阅读材料
Parallel Algorithms
by Guy E. Blelloch and Bruce M. Maggs
Selected topics from (Sec. 1 and 2.1)
Modeling parallel computations
sequential algorithm: a single processor connected to a memory system (RAM)
parallel computations: more complicated - requires understanding of the various models and the relationship among them
two classes of parallel models
-
multiprocessor
-
n processors, shared memory
-
three types multiprocessor models:
- local memory machine model
each processor can access its own local memory directly, but can access the memory in another processor only by sending a memory request through the network.
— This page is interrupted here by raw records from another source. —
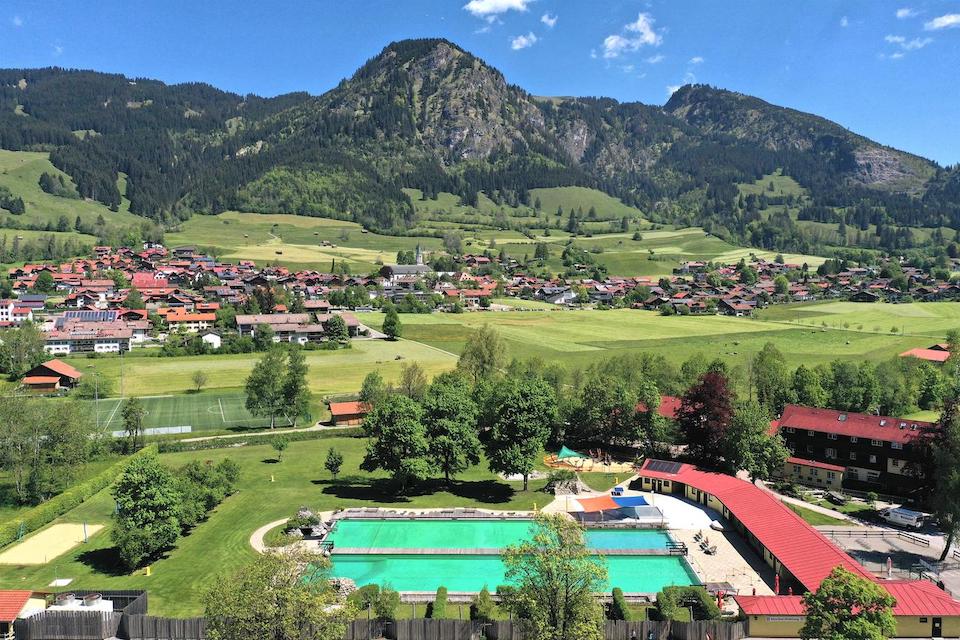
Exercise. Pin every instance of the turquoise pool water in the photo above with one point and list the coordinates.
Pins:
(642, 574)
(633, 573)
(473, 534)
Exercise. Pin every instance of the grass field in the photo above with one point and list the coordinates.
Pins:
(267, 491)
(578, 338)
(200, 411)
(330, 372)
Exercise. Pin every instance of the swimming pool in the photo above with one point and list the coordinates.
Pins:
(473, 534)
(426, 571)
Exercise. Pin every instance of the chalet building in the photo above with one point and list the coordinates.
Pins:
(88, 338)
(812, 473)
(877, 452)
(348, 413)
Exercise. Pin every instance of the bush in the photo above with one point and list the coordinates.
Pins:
(671, 600)
(618, 609)
(482, 607)
(438, 608)
(382, 600)
(44, 513)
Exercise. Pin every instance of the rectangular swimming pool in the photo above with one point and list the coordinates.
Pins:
(473, 534)
(633, 574)
(471, 572)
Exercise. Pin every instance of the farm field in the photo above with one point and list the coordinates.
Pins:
(331, 372)
(578, 338)
(267, 491)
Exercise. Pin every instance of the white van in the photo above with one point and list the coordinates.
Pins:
(903, 517)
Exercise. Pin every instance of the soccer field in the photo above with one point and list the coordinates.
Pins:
(199, 412)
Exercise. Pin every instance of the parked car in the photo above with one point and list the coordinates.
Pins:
(902, 517)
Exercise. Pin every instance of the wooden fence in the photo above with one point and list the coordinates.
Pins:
(68, 625)
(140, 627)
(89, 625)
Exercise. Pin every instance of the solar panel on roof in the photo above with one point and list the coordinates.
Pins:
(664, 466)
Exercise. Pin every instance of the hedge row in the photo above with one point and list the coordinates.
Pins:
(45, 512)
(174, 446)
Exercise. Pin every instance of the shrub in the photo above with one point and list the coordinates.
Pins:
(438, 608)
(618, 609)
(672, 599)
(481, 608)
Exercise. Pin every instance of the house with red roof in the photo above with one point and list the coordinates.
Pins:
(878, 452)
(348, 413)
(798, 553)
(922, 610)
(52, 372)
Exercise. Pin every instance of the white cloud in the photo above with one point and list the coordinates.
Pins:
(943, 22)
(616, 45)
(908, 45)
(491, 8)
(522, 42)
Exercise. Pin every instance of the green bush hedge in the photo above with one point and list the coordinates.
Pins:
(174, 446)
(671, 600)
(45, 512)
(618, 609)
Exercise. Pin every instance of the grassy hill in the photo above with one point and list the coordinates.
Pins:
(20, 172)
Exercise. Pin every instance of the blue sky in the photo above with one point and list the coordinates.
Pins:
(888, 70)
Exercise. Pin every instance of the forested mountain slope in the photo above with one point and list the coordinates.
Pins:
(425, 114)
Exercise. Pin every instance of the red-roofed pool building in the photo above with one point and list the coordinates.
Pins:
(802, 556)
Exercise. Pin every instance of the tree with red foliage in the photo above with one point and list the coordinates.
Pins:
(705, 411)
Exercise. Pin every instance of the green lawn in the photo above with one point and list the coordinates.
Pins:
(199, 411)
(268, 491)
(578, 338)
(330, 372)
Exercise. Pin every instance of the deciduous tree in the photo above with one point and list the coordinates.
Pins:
(397, 441)
(450, 417)
(554, 578)
(278, 596)
(848, 607)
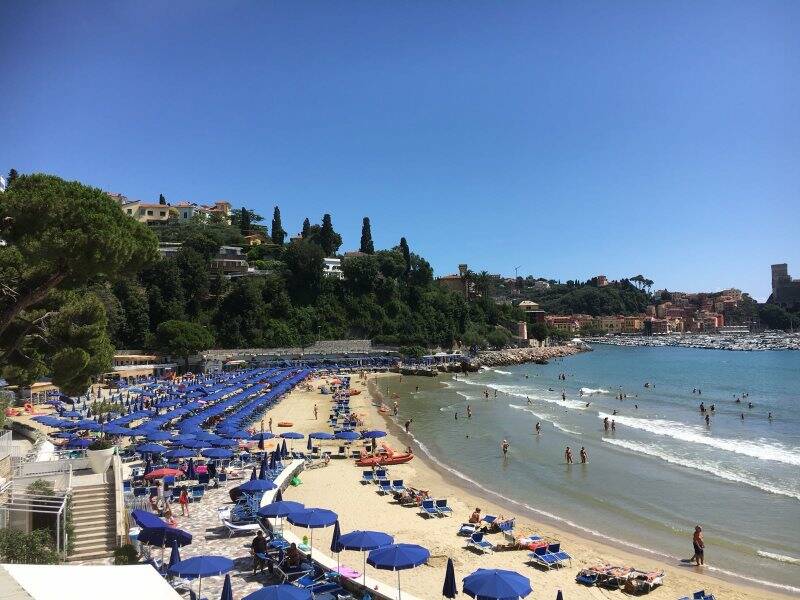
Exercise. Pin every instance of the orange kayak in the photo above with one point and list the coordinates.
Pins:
(380, 461)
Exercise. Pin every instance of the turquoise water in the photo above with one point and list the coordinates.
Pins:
(661, 472)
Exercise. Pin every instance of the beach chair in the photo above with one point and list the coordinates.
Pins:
(507, 529)
(560, 556)
(443, 509)
(234, 528)
(428, 508)
(481, 545)
(196, 493)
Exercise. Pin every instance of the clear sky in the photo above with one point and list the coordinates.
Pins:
(566, 138)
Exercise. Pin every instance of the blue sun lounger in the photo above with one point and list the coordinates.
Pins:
(428, 508)
(443, 509)
(476, 541)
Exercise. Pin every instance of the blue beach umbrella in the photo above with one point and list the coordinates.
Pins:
(227, 590)
(364, 541)
(449, 589)
(181, 453)
(280, 592)
(398, 557)
(201, 566)
(312, 518)
(79, 443)
(151, 448)
(217, 453)
(496, 584)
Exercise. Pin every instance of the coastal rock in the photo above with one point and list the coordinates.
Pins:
(518, 356)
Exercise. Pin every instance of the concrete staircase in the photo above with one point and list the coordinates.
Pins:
(94, 521)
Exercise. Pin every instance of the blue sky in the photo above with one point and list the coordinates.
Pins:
(568, 139)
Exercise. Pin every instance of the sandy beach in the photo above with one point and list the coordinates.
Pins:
(359, 506)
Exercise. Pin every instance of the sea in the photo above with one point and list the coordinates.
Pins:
(660, 472)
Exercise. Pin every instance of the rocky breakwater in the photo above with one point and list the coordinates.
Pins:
(518, 356)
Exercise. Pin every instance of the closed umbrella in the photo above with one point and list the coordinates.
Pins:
(201, 566)
(398, 557)
(496, 584)
(449, 589)
(364, 541)
(312, 518)
(227, 590)
(335, 546)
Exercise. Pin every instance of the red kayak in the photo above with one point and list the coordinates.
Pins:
(381, 461)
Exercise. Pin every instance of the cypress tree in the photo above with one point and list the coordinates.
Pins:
(278, 234)
(406, 254)
(367, 247)
(326, 235)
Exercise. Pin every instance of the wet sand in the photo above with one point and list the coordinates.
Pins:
(359, 506)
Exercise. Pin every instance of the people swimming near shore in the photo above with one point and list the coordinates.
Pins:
(699, 546)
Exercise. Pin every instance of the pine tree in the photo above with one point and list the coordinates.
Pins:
(278, 234)
(406, 254)
(367, 246)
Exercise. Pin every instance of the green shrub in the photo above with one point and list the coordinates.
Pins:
(126, 555)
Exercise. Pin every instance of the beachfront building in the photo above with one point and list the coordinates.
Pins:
(785, 290)
(332, 267)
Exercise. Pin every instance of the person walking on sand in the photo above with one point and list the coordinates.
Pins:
(699, 546)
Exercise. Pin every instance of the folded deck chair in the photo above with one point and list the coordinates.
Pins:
(476, 541)
(240, 528)
(428, 508)
(443, 509)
- modular memory machine model
processor accesses the memory in a memory module by sending a memory request through the network.
- PRAM (parallel random-access machine) model
a processor can access any word of memory in a single step. these accesses can occur in parallel.
controversial: no real machine lives up to its ideal of unit-tie access to shared memory
-
network topology
- bus
- 2-dimensional mesh
- hypercube
- 2-level multistage network
- fat-tree
routing capabilities: latency and bandwidth
-
primitive operation
- instruction that perform concurrent accesses to the same shared memory location
- instructions for synchronization
- instructions that perform global operations on data
-
work-depth model
alternative to focusing on machine, focusing on the algorithm
cost of algorithm: total number of operations it performs & dependencies among those operations.
work W, depth D, parallelism P: \(\mathcal P=\frac{W}{D}\)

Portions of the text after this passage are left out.